None of that is likely to appease an angry populace hungry for a criminal prosecution, however.

"I think the public suspects, probably rightly, that these people are close to invulnerable, in that you couldn't extract enough of a civil penalty to actually make a difference in the way they live their lives," said Barry Schwartz, a professor of social theory and social action in the psychology department at Swarthmore College.

Inflicting pain on those deemed responsible for a problem, Schwartz said, can be a way of validating the feelings of blame that arise from efforts to engage in causal analysis, which is the way people typically try to comfort themselves when they want to feel the world is a more predictable, controllable place.

The question for law enforcement agencies is whether the causal analysis is correct. And sorting that out requires detaching one's self from the kinds of emotions that have been tapped into with such great effect by the likes of Matt Taibbi, the writer who christened Goldman Sachs "a great vampire squid wrapped around the face of humanity" and who also wrote an article for Rolling Stone in February with the headline "Why Isn't Wall Street in Jail?" The filmmaker Charles Ferguson, whose compelling documentary "Insider Job" won an Oscar this year, struck a similar chord.

"If I had a weapon when I walked out of 'Inside Job,' I would have shot the first banker I saw, and I would have mowed down the economists, too," Schwartz said.

Presumably in that scenario, the hapless banker would not have been asked first whether he was from Wall Street or a community bank.

A taste of the indignation that community bankers feel over getting mixed in with big banks was shared last year in an American Banker opinion piece by Robert McKean, the retiring CEO of Albina Community Bancorp in Portland, Ore., who wrote a searing allegory in which he is beaten to a pulp: "As I try to look around, my big brother (his name is Wall Street) is leaning against the threshold of the door nursing bruised knuckles from bashing in my face; and a sprained toe from repeatedly kicking me once I was down."

The piece describes an outbreak of "domestic abuse" — surely a criminal behavior. But in an interview last week, McKean said he mainly blames the financial crisis on decades of decision-making by Congress. Excepting the behavior of "some bad actors out there," he said, he would stop short of accusing big banks of actual criminal activity.

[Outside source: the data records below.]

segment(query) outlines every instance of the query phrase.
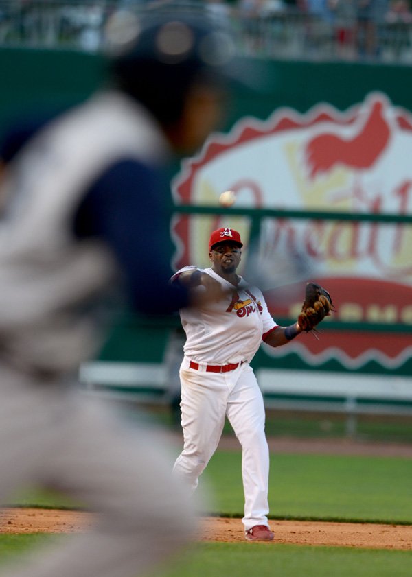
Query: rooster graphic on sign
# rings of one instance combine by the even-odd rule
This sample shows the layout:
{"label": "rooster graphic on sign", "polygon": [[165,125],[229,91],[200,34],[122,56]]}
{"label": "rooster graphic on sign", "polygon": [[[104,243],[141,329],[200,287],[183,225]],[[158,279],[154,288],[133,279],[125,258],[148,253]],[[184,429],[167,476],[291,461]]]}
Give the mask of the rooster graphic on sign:
{"label": "rooster graphic on sign", "polygon": [[391,137],[391,128],[383,112],[383,103],[375,102],[363,126],[350,139],[325,133],[310,139],[305,148],[310,178],[338,165],[358,170],[371,168]]}

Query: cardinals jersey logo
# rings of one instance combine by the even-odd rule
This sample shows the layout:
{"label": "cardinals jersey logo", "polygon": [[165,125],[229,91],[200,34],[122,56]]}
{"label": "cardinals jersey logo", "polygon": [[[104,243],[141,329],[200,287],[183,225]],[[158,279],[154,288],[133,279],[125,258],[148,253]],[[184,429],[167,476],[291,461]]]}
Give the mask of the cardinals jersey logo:
{"label": "cardinals jersey logo", "polygon": [[[266,121],[248,117],[228,134],[214,135],[198,157],[183,164],[173,193],[176,204],[217,207],[221,191],[233,190],[236,206],[242,209],[410,215],[412,177],[405,151],[411,148],[412,115],[382,93],[343,111],[324,102],[304,114],[284,108]],[[176,217],[175,268],[207,266],[203,259],[210,233],[227,222],[218,215]],[[231,224],[247,243],[249,217],[234,215]],[[265,218],[259,241],[262,260],[277,252],[314,263],[317,281],[336,301],[334,320],[411,323],[411,226]],[[265,299],[275,320],[296,318],[301,306],[297,299],[279,305],[269,294]],[[296,339],[268,354],[295,351],[311,366],[334,358],[351,370],[371,362],[397,368],[412,355],[408,335],[391,335],[390,347],[387,338],[371,332],[364,338],[328,332],[325,340]]]}

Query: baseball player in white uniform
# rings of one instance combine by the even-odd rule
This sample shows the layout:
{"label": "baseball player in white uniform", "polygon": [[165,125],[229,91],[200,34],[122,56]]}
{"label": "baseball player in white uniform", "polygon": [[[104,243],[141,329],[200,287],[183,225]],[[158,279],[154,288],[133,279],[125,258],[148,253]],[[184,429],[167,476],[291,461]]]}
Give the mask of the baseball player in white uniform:
{"label": "baseball player in white uniform", "polygon": [[2,178],[0,503],[35,484],[96,514],[92,530],[7,577],[136,577],[193,534],[165,440],[119,422],[75,383],[105,336],[113,290],[146,313],[192,302],[163,274],[163,183],[176,151],[211,130],[187,110],[209,117],[203,93],[219,107],[218,72],[203,56],[215,27],[160,16],[126,35],[115,86],[35,130]]}
{"label": "baseball player in white uniform", "polygon": [[244,526],[249,541],[270,541],[268,523],[269,454],[264,432],[263,398],[249,362],[263,340],[279,346],[297,336],[297,322],[279,327],[261,291],[236,274],[242,243],[238,231],[214,231],[209,268],[185,267],[173,283],[197,290],[222,288],[221,297],[198,309],[181,310],[186,333],[180,369],[183,450],[174,471],[196,489],[216,451],[227,416],[242,450]]}

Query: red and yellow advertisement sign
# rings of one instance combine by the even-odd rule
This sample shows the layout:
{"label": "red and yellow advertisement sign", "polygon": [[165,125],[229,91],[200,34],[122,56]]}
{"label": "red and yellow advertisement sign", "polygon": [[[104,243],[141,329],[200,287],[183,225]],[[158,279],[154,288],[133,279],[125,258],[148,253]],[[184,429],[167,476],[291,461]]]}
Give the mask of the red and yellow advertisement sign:
{"label": "red and yellow advertisement sign", "polygon": [[[213,135],[198,156],[183,163],[173,193],[176,204],[216,206],[217,215],[225,190],[235,192],[236,207],[251,209],[411,215],[411,150],[412,115],[381,93],[345,112],[324,103],[304,115],[282,108],[266,121],[243,118],[229,134]],[[248,217],[217,215],[175,218],[175,267],[208,266],[207,239],[220,226],[239,231],[247,252]],[[271,255],[279,253],[310,263],[316,278],[307,280],[332,294],[336,320],[412,324],[409,224],[264,219],[258,250],[272,267]],[[301,298],[295,291],[289,297],[268,293],[275,318],[295,318]],[[351,368],[373,360],[396,368],[411,356],[412,342],[408,333],[389,339],[328,331],[321,342],[304,335],[268,353],[293,350],[313,365],[334,357]]]}

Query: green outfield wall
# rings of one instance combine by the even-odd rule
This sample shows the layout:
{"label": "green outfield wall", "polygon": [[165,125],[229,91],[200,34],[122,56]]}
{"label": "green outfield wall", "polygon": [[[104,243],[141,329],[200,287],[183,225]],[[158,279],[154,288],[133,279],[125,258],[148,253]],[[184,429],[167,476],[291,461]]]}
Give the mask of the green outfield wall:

The industry has not completely avoided charges of criminal behavior. The managers of two Bear Stearns Cos. hedge funds that were blamed for triggering the firm's demise were brought to trial in 2009. A Brooklyn, N.Y., jury found them not guilty. Lee Farkas, the former chairman of Taylor, Bean & Whitaker Mortgage Corp., was indicted last year for alleged fraud and is scheduled to go to trial April 4. But Farkas and Taylor Bean are not household names; the case, no matter its outcome, is unlikely to quench the public desire for vengeance against the industry.

If no other major criminal cases transpire, "that doesn't exonerate or not exonerate a particular industry" for its role in the crisis, said former federal prosecutor Joel Cohen, now a partner in the white-collar defense group at Gibson, Dunn & Crutcher LLP. "It just means that prosecutors found insufficient or no evidence" of criminal conduct.

"There's no such thing as the crime of causing a crisis," Cohen said. "There's a crime of insider trading, there are crimes of fraud, but we don't charge people for causing crises."